When you say cut copper, how does it need to be cut up?  I could get you 20 pounds of copper at that price from my neighbor who is a master plumber, but I don't know if you need it in small pieces when you purchase it.


----------



## annie44 (Dec 22, 2009)

I just looked on the Jar Doctor web site.  That is very small.  I don't know if he would have that gauge wire - he would probably mostly have pipe.  He just happens to be here right now because my hot water heater sprung a huge leak and I am bored and on the computer while he installs a new one for me!


----------



## GuntherHess (Dec 22, 2009)

ya, glass beads are definately slow.
 Try to catch jar doctor (wayne) at a local bottle show and you can at least save shipping.


----------



## bottlediger (Dec 22, 2009)

ill have copper available at bottle shows in the upcoming year for 6.50 a lbs once I get my own supply over 200 LBs again

 Digger Ry


----------



## deacon_frost (Dec 22, 2009)

im an electrician by trade and i would think you could get more than ten pounds from 500 feet of 12-2 with ground cause a roll is 1000 feet and weighs 86 pounds...thats counting the spool that dont amount to much....ive been thinking about doing cut copper for resale but i think shipping is the problem


----------



## cyberdigger (Dec 22, 2009)

The USPS flat rate boxes would be the way to go.. same price up to 70 lbs, I believe..[8|]


----------



## daeldred (Dec 22, 2009)

Ry,

 Your always a big help on the tumbling/cleaning questions. Are you going to be at the Jackson, MS show by chance? Other than that it would have to be St. Louis. Only one thing though, the shows are all on Saturdays; we dig on Saturdays. LOL


----------



## daeldred (Dec 22, 2009)

Deacon, 

 As far as the weight goes, I don't know how much it weighs from personal experience. It is just what I have researched. This website gives conversion lbs/length for different gauges of copper. Maybe it's way off the mark.

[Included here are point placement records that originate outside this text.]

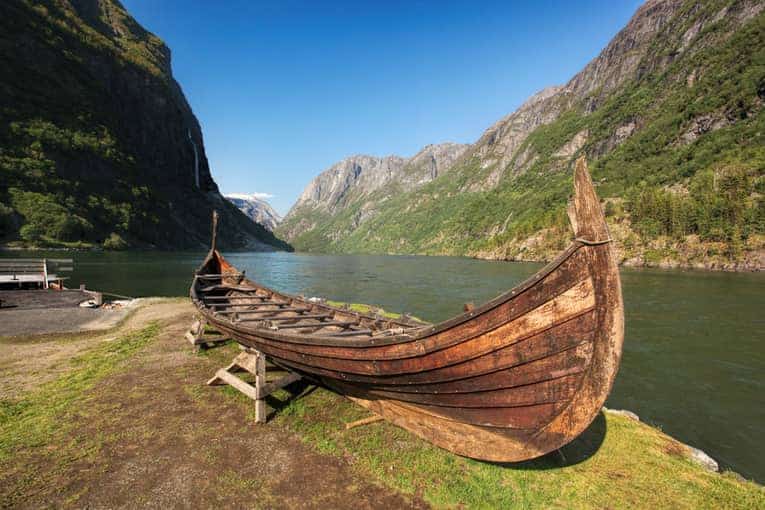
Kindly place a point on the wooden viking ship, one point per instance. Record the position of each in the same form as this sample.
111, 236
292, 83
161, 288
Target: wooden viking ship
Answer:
511, 380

 None-the-less I still don't have a source for copper. Any ideas guys?


----------



## bottlediger (Dec 22, 2009)

Lobe, thats where I get a lot of my copper 

 David, I only go to 2 shows a year Baltimore and Shupps 

 Digger Ry


----------



## BarbaraInCalif (Dec 23, 2009)

Well, I'm very new at tumbling, but think glass beads are the greatest.  Used copper for about a month before getting the beads from Ry (please send more when you get a chance!). The copper is a noisy, heavy, expensive, staining mess.  The only problem so far is cutting hard glass, so I'll be trying 220 SC as soon as it arrives.  With the money saved with beads you can buy more canisters, or even a back or side kit!  My three canister frame is happily rolling along with 6 canisters on it.  

 Ain't she a beauty!


 Barbara


----------



## daeldred (Dec 23, 2009)

The beads work pretty good. They are clean and relatively cheap, but I would like not to have to wait 6-7 days to finish a bottle! How long do you tumble, say, an aqua blob soda? They tend to be pretty hard as far as glass goes right? I want great results from my tumbling media. Thanks.


----------



## privvydigger (Dec 23, 2009)

usually it takes 3 days in the tumbler for me.  I use copper if I use my new stuff to cut I have to polish for 24 hours.  depending on the glass type and bottle but no more than 4 days
 A sick aqua blob with 1200 grit is clean as a whisper in 3 days


----------



## buzzkutt033 (Dec 23, 2009)

$6.50 a lb. sounds pretty good to me Ry. I'll look you up at Shupps next year. 

 this early freeze is putting crimp in our digging. how's the ground up your way privvy??? I'll be up your way New Years Eve...........

 i've been having some problems with amber glass in the tumbler. the results seem very inconsistent. almost seems like the glass has " soft " spots in it at times.


 take care all. have a safe, very merry Christmas.

 jim


----------



## BarbaraInCalif (Dec 23, 2009)

Tumbling with copper was done for such a short period that time comparisions aren't really possible. For say, a teal blue Rumsford with just a bit of haze,  each of these steps were done for 3 days: 1) 1000 SC interior only,  2) 1200 SC outside, leaving the 1000 inside,  3)  Al polish in and out, then finally  4) polish inside only.   That's twelve days, but only 6 days in a canister with stopples, the other 6 days it's wrapped with towels in an old PVC irrigation pipe holding several other bottles.  With glass beads being so easy to transfer back and forth as a slurry in water the bottles are taken out and checked every few days. 

 I can understand you wanting something faster.....



 They're not perfect, but not bad either!


----------



## bottlediger (Dec 23, 2009)

Barb I must say that for as green behind the gills as you are in the new art of tumbling you are doing a KILLER job!

 Digger ry


----------



## BarbaraInCalif (Dec 23, 2009)

Wow...thanks Ry.
 I'm having lots of fun too!


----------



## Digswithstick (Dec 24, 2009)

I agree very nice job Barbara ! This coming year i hope to set up a tumbler too ,i hope my results are half as good as yours !


----------



## RedGinger (Dec 24, 2009)

I think I recall seeing cut copper for sale at my local hardware store.  I'll check into it.  It might be fun to get some and see what it does for some slightly hazy bottles that only need a little work.  I don't have a tumbler, but I do have a lot of elbow grease []


----------